Eric had tested for Tay-Sachs exclusively, so while the couple looked through the list of diseases Rachaeli possibly could have, they wondered which of the other various diseases — all of them severe — was the least of the evils.

“It’s a thoroughly miserable moment, sitting there with a list of terminal diagnoses, and deciding what to pray for,” Eric said. The diagnosis was not long in coming. Rachaeli became the second Tay-Sachs baby in the state of Georgia in a decade.

New screenings showed that Eric was a carrier of the Ashkenazic genetic mutation for Tay-Sachs disease. His earlier tests, it turned out, had screened only for enzyme level, but the lab had strangely set the cutoff at 50. While Eric’s enzyme level was 51, his results had only said he was negative, without notifying him how nearly a carrier he actually was, even by that lab’s standards. Most labs consider 65 to 70 to be the cutoff for carriers.

But Nicole’s carrier status came as an even greater shock to the couple, and to friends and family who mistakenly assumed the disease to be a uniquely Jewish phenomenon. While carrier rates among Ashkenazic Jews are high — one in 27 — Tay-Sachs is not exclusively a Jewish disease. French Canadians and Louisiana Cajuns are at a similar risk as Ashkenazic Jews for the disease, and the carrier rate among the general population, regardless of ethnicity, is one in 250.

“We need to reach out to the Jewish community, because they are at a high risk,” said Jayne Gershkowitz, director of National Tay Sachs and Allied Diseases Association, but “we need to reach them with all the realities.” Today, widespread screening has significantly reduced the number of Jewish patients with the disease and two-thirds of Tay-Sachs patients are not Jewish.

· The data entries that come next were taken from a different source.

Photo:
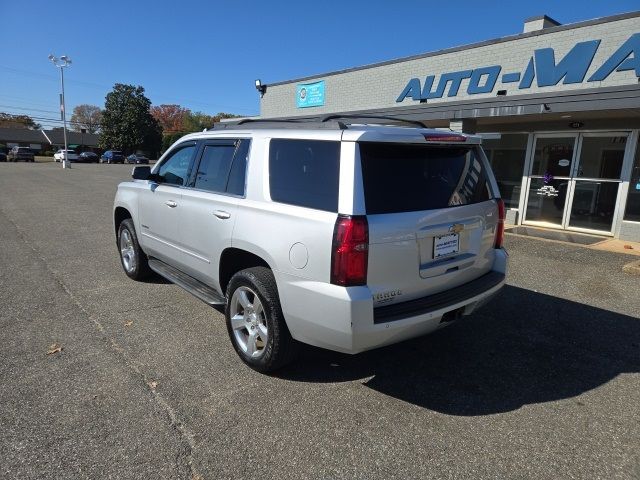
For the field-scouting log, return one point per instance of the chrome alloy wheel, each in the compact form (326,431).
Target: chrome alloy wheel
(127,251)
(249,322)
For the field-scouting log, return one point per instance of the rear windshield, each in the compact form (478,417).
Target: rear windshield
(408,178)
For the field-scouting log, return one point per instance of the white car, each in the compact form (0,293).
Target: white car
(343,236)
(59,155)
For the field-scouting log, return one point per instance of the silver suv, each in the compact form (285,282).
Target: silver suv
(340,235)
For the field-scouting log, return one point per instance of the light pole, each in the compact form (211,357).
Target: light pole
(62,62)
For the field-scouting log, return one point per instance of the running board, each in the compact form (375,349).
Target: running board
(190,284)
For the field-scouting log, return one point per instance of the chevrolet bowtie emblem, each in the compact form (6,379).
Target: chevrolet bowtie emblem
(456,228)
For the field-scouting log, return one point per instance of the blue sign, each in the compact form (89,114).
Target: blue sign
(542,67)
(310,94)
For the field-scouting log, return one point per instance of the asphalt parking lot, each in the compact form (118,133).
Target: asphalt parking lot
(542,383)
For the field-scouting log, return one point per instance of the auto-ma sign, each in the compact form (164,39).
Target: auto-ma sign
(542,67)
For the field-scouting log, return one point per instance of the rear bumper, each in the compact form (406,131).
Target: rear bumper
(343,319)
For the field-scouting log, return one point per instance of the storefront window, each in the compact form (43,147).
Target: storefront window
(506,156)
(632,212)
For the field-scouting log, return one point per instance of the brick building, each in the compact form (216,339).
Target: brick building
(558,107)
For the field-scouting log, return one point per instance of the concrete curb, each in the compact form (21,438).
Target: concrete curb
(633,268)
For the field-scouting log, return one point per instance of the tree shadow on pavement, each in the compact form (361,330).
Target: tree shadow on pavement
(522,348)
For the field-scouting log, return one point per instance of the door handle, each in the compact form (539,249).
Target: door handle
(222,214)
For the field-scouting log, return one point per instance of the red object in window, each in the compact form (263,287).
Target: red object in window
(350,252)
(500,227)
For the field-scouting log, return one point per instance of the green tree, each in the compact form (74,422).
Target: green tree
(87,117)
(8,120)
(198,121)
(127,123)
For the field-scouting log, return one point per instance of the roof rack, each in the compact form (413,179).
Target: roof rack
(374,117)
(330,122)
(278,123)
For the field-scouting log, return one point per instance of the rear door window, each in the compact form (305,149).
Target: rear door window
(175,168)
(305,173)
(408,177)
(214,166)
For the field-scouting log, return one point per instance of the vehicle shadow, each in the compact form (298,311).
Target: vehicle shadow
(522,348)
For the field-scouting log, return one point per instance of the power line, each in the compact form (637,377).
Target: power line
(28,109)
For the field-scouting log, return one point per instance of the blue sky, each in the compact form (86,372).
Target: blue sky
(205,55)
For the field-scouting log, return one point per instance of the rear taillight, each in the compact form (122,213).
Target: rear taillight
(350,251)
(500,226)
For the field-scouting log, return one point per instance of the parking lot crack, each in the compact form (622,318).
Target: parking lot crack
(184,456)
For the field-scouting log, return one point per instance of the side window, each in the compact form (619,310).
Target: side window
(175,169)
(236,182)
(213,168)
(305,173)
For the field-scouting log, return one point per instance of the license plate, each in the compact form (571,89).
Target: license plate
(446,245)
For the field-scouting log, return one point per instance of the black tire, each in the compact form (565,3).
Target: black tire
(280,348)
(141,269)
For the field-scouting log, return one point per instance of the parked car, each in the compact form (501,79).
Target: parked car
(20,154)
(137,158)
(59,155)
(112,156)
(343,236)
(88,157)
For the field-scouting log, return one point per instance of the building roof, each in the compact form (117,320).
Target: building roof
(54,137)
(57,137)
(568,26)
(21,135)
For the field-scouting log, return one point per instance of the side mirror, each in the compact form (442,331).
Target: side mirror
(141,172)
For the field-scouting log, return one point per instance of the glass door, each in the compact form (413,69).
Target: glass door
(575,180)
(596,181)
(550,179)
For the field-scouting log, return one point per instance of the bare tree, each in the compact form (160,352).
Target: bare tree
(87,117)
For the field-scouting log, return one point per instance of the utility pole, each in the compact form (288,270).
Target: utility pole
(62,62)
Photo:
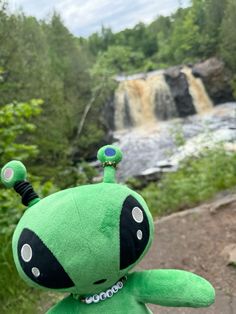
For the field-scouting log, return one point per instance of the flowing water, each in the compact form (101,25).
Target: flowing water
(152,111)
(201,100)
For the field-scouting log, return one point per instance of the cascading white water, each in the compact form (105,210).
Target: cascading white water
(201,100)
(142,101)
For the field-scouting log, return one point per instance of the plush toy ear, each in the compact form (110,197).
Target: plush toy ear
(14,174)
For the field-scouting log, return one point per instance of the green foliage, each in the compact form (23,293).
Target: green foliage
(196,181)
(228,35)
(14,121)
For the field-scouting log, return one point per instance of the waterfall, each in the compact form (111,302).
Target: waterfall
(133,105)
(144,99)
(161,98)
(201,100)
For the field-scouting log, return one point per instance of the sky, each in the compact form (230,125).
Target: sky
(84,17)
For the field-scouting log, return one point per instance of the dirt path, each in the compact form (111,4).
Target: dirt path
(194,240)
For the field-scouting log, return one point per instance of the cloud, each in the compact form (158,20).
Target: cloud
(85,17)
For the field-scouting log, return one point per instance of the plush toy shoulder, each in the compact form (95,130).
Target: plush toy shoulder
(124,302)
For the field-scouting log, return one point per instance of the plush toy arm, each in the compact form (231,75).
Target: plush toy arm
(175,288)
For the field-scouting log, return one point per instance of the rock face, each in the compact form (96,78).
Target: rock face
(216,79)
(181,91)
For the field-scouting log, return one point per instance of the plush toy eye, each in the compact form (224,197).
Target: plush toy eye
(39,263)
(134,232)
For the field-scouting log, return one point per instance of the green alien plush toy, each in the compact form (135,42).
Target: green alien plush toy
(84,241)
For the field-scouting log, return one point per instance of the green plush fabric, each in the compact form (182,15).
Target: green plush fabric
(83,240)
(81,227)
(164,287)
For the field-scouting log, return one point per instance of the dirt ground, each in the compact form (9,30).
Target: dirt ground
(194,240)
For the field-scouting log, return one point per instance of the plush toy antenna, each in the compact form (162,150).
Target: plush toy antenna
(14,174)
(109,156)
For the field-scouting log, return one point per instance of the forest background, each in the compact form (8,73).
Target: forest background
(53,88)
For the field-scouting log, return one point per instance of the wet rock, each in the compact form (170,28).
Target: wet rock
(180,91)
(216,79)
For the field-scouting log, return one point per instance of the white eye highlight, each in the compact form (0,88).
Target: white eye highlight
(26,252)
(139,234)
(137,214)
(35,272)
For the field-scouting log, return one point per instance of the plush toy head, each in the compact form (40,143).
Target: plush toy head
(80,240)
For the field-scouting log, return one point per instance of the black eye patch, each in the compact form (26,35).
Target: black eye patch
(134,232)
(39,263)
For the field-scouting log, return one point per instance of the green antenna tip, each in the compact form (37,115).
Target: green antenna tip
(109,156)
(13,172)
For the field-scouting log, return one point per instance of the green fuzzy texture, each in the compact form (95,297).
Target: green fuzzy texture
(81,227)
(18,171)
(175,288)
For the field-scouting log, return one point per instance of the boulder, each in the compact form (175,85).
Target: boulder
(180,91)
(216,79)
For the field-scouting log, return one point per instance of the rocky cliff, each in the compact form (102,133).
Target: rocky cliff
(181,91)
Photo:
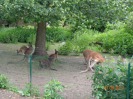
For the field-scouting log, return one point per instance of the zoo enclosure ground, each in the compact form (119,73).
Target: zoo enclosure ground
(77,86)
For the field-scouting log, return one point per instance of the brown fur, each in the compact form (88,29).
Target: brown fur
(92,58)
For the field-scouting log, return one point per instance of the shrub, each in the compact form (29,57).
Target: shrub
(13,35)
(116,41)
(66,49)
(4,83)
(129,24)
(29,90)
(118,25)
(56,34)
(109,82)
(52,89)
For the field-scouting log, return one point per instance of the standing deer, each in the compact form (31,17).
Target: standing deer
(92,58)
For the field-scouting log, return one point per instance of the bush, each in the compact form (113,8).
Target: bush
(4,83)
(66,49)
(117,42)
(56,34)
(52,89)
(110,82)
(13,35)
(118,25)
(29,90)
(129,24)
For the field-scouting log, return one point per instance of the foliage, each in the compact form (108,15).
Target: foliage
(4,83)
(56,34)
(29,90)
(26,34)
(66,49)
(109,82)
(13,35)
(95,14)
(116,26)
(52,89)
(129,24)
(117,41)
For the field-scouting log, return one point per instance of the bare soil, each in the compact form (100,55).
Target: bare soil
(77,86)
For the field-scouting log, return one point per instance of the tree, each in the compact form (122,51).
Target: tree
(95,14)
(42,12)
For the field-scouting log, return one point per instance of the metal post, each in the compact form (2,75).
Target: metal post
(128,81)
(30,73)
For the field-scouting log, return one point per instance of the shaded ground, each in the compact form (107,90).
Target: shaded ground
(77,86)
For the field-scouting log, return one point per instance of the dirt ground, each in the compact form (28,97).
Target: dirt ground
(77,86)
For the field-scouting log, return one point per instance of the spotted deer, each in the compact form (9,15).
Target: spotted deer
(92,58)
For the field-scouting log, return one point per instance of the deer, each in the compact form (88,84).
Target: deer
(92,58)
(48,62)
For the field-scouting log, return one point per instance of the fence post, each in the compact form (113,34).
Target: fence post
(128,81)
(30,67)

By talking about Tay-Sachs as a Jewish disease, we risk not reaching others in the general population who can be affected unknowingly by a terminal, degenerative illness, Gershkowitz said.

In her work at NTSAD, Gershkowitz has come across numerous interfaith and inter-ethnic couples who have become witnesses to the steady regression, and finally death, of their beloved children. In the case of non-Jewish couples, getting an accurate diagnosis can be even more difficult, as doctors themselves are still sometimes unaware that the disease can affect people from any ethnic background, and will rule Tay-Sachs out based on a couple’s ethnicity.

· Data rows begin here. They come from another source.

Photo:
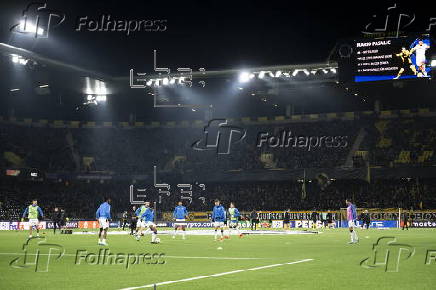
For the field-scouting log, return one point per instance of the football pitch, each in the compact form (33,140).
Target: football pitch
(395,259)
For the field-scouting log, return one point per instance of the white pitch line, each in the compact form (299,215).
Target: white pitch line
(264,267)
(213,275)
(170,257)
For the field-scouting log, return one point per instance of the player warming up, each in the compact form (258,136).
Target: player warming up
(180,213)
(148,218)
(103,215)
(234,219)
(351,217)
(33,212)
(218,219)
(140,223)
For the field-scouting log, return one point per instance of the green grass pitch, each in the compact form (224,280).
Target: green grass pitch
(251,262)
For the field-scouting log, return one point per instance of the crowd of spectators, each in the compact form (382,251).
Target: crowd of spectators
(80,199)
(136,150)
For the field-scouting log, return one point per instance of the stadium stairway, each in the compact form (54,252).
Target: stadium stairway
(356,145)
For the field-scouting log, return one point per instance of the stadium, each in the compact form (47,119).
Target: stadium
(201,145)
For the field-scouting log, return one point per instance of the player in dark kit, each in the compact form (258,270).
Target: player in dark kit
(366,220)
(133,220)
(57,217)
(405,221)
(405,63)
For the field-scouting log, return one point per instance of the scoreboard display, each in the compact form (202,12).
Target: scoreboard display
(392,59)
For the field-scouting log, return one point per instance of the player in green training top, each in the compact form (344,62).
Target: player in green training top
(234,216)
(33,213)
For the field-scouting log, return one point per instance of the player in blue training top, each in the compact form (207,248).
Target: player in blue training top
(148,218)
(218,218)
(234,217)
(180,213)
(140,223)
(351,217)
(103,215)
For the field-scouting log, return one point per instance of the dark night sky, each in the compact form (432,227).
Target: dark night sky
(214,35)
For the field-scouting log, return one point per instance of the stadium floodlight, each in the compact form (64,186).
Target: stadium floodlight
(15,58)
(244,77)
(101,98)
(18,59)
(23,61)
(25,26)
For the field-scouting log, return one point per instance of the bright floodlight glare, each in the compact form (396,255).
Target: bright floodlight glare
(244,77)
(23,61)
(101,98)
(25,26)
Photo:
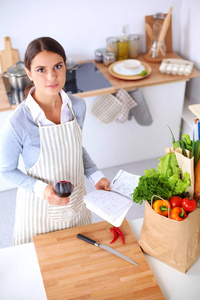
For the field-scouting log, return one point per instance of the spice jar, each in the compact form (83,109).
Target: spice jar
(123,46)
(112,45)
(99,54)
(109,58)
(133,45)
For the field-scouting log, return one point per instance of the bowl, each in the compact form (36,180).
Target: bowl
(131,63)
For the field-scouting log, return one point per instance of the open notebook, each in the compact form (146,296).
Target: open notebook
(113,205)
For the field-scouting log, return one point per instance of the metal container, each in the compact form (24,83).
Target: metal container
(17,76)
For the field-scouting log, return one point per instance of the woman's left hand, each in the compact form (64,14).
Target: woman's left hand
(103,184)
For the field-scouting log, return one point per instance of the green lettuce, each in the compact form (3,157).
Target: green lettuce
(165,182)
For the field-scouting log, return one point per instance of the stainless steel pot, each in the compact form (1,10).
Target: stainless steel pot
(17,76)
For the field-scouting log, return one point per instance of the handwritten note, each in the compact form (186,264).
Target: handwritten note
(111,203)
(124,183)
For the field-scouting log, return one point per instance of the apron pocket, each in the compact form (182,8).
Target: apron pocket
(68,212)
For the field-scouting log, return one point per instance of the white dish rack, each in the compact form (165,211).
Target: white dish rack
(176,66)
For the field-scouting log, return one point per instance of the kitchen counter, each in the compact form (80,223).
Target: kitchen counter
(21,278)
(155,78)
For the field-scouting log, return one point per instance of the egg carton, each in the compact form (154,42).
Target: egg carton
(176,66)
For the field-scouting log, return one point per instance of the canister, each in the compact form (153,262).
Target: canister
(112,45)
(109,58)
(99,54)
(123,45)
(134,40)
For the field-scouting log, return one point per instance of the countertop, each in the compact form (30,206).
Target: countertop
(21,278)
(153,79)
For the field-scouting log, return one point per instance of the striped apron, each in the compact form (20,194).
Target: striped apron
(60,153)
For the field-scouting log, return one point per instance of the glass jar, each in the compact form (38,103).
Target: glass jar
(134,40)
(112,45)
(109,58)
(99,54)
(123,45)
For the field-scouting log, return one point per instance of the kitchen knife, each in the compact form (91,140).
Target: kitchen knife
(107,248)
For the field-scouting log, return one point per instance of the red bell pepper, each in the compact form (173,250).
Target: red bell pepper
(189,204)
(178,214)
(175,201)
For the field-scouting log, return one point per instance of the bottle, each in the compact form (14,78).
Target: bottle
(133,45)
(123,45)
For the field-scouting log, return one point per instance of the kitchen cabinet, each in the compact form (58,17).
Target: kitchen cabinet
(21,278)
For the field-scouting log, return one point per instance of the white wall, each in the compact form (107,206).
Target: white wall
(81,26)
(190,43)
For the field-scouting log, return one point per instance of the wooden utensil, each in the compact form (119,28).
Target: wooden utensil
(73,269)
(164,29)
(149,31)
(8,56)
(165,26)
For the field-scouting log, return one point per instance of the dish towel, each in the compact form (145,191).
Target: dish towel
(128,103)
(141,112)
(107,108)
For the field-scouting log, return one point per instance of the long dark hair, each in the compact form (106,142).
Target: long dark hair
(37,46)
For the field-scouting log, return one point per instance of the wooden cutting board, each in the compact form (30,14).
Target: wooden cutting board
(74,269)
(8,56)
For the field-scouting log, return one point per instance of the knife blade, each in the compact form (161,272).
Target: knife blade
(107,248)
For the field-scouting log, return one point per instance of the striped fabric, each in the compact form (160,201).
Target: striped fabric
(61,153)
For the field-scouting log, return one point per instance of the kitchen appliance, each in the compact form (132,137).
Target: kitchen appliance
(18,80)
(83,78)
(107,248)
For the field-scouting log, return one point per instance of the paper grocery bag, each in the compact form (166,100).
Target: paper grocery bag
(175,243)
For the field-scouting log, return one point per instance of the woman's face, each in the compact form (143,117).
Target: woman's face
(48,72)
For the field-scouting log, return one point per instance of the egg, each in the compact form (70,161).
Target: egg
(162,68)
(169,69)
(181,70)
(187,70)
(175,69)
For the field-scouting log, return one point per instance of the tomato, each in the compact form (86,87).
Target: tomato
(189,204)
(175,201)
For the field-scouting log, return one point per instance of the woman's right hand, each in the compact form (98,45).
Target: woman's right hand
(52,198)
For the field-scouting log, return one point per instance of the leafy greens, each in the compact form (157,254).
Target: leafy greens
(165,182)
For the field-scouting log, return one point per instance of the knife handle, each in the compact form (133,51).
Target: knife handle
(86,239)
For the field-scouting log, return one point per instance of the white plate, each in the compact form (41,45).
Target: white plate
(121,70)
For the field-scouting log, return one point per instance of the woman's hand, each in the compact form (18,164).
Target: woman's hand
(52,198)
(103,184)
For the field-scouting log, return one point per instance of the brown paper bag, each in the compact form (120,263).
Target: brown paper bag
(176,243)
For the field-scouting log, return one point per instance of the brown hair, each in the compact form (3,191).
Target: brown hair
(40,44)
(37,46)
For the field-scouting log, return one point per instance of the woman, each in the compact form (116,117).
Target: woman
(46,130)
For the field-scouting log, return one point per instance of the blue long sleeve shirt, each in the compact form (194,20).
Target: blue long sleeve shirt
(20,136)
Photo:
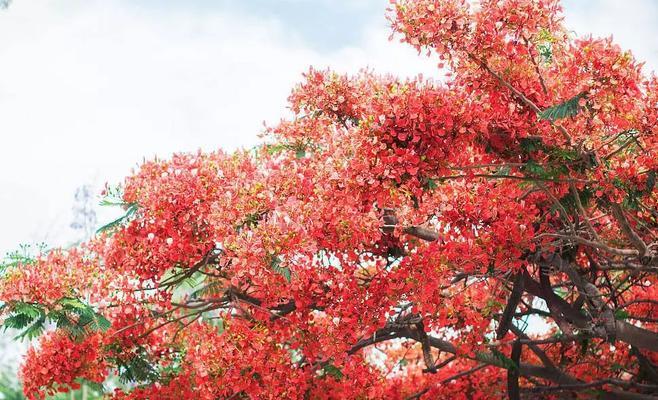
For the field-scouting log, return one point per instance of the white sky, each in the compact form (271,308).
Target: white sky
(88,88)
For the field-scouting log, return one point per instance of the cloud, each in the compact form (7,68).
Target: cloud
(89,88)
(633,24)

In the past year-and-a-half since Rachaeli’s diagnosis, Nicole has had to quit her job as a psychiatrist so that she can give her daughter the full-time care she requires. A vibrating vest helps strengthen Rachaeli’s lungs, and a predigested formula fed through an opening in her stomach eases the digestive process. The Fiers considered a stem-cell transplant, but at Rachaeli’s age the risks were so high, there was only a tiny chance she would even survive the ordeal. No other treatments are available, so the Fiers place a priority on making Rachaeli comfortable and concentrating a lifetime of love in the brief space of her time with them. This summer the Fiers are traveling to Israel, a trip that entailed months of preparation.

One year after the diagnosis, Eric launched a Web site, www.rachaeli.com, dedicated to his daughter. The boys, aged 4, 7 and 9, shower their little sister with affection, and are coming to grips with what it means for her time with them, each on his own developmental level.

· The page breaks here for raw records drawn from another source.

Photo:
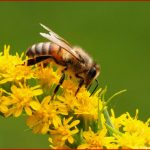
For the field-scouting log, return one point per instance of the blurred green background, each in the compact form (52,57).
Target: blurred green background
(116,34)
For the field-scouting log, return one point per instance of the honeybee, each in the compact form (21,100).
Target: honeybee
(74,59)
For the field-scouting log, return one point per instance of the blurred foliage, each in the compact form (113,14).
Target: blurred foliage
(116,34)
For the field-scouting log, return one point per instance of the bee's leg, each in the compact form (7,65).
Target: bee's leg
(80,83)
(97,84)
(60,82)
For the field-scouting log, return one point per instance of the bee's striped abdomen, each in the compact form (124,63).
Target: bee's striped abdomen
(42,51)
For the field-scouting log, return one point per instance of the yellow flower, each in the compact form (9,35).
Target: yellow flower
(97,140)
(117,121)
(23,98)
(64,132)
(131,141)
(5,102)
(12,68)
(88,105)
(47,115)
(135,132)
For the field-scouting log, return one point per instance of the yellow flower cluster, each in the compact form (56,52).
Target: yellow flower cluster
(71,121)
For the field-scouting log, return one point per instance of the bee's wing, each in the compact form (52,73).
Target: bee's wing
(53,37)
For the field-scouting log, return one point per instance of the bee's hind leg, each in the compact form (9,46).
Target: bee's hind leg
(60,83)
(81,82)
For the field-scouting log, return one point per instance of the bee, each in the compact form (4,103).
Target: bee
(74,59)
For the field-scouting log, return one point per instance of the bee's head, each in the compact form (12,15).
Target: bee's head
(92,74)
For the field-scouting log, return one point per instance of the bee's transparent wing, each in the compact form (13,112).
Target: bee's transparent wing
(53,37)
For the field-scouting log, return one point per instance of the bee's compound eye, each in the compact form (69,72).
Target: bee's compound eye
(92,72)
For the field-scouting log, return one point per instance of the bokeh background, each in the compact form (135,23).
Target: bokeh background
(116,34)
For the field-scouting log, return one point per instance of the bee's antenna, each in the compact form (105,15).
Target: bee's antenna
(97,84)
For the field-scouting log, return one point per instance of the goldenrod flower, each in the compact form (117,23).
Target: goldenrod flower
(5,102)
(22,97)
(64,132)
(135,132)
(61,116)
(97,140)
(47,115)
(12,68)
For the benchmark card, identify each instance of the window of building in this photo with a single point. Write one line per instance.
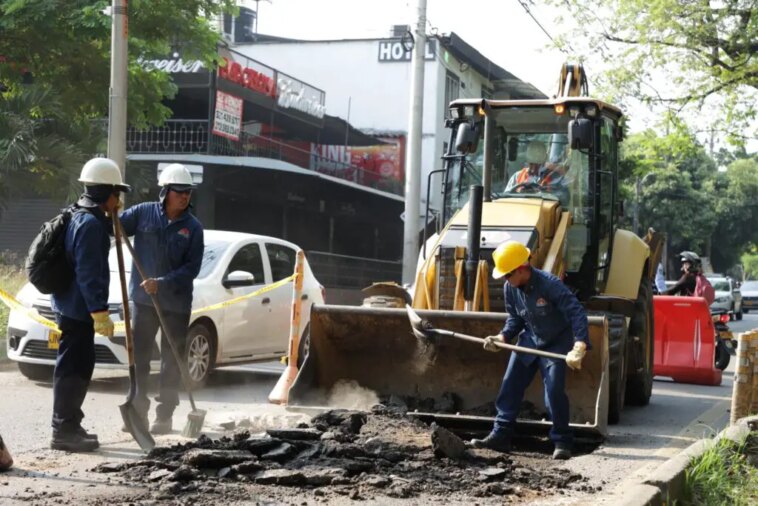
(452, 91)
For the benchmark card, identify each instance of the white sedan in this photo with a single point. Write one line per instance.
(234, 264)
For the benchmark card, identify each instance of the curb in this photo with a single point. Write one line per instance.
(665, 485)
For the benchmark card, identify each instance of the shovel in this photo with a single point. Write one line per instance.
(133, 422)
(196, 417)
(426, 334)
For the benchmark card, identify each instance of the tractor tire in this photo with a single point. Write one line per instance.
(639, 382)
(617, 345)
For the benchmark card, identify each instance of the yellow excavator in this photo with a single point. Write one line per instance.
(569, 224)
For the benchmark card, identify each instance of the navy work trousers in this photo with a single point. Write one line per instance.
(145, 325)
(517, 378)
(73, 372)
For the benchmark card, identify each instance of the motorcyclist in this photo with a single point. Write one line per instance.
(691, 266)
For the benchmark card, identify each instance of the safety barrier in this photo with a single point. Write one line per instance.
(745, 390)
(685, 340)
(10, 301)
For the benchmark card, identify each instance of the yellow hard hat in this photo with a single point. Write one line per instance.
(508, 256)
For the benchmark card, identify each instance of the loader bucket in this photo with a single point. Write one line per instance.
(375, 348)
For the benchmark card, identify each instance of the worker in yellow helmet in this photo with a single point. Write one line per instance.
(542, 314)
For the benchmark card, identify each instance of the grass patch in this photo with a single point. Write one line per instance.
(725, 474)
(12, 278)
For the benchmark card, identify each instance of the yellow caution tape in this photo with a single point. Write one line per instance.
(31, 313)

Life expectancy for infants with Tay-Sachs is typically 2 to 5 years. As Rachaeli loses function, her parents strain to see signs that she recognizes them in the barest movements of her lips and eyes.

The family feels blessed, nonetheless. An unforgiving mistake, “a perceived tragedy,” Eric said, has enriched the family in so many ways. “The possibility that we would have chosen not to have her, had we known, is increasingly foreign to accept,” he said. Had the couple found out earlier that they were both carriers, he said, “we might not have had our boys. Who knows how different our lives would have been? At this point I feel like there were too many coincidences that brought us where we are for this to be just a mistake.”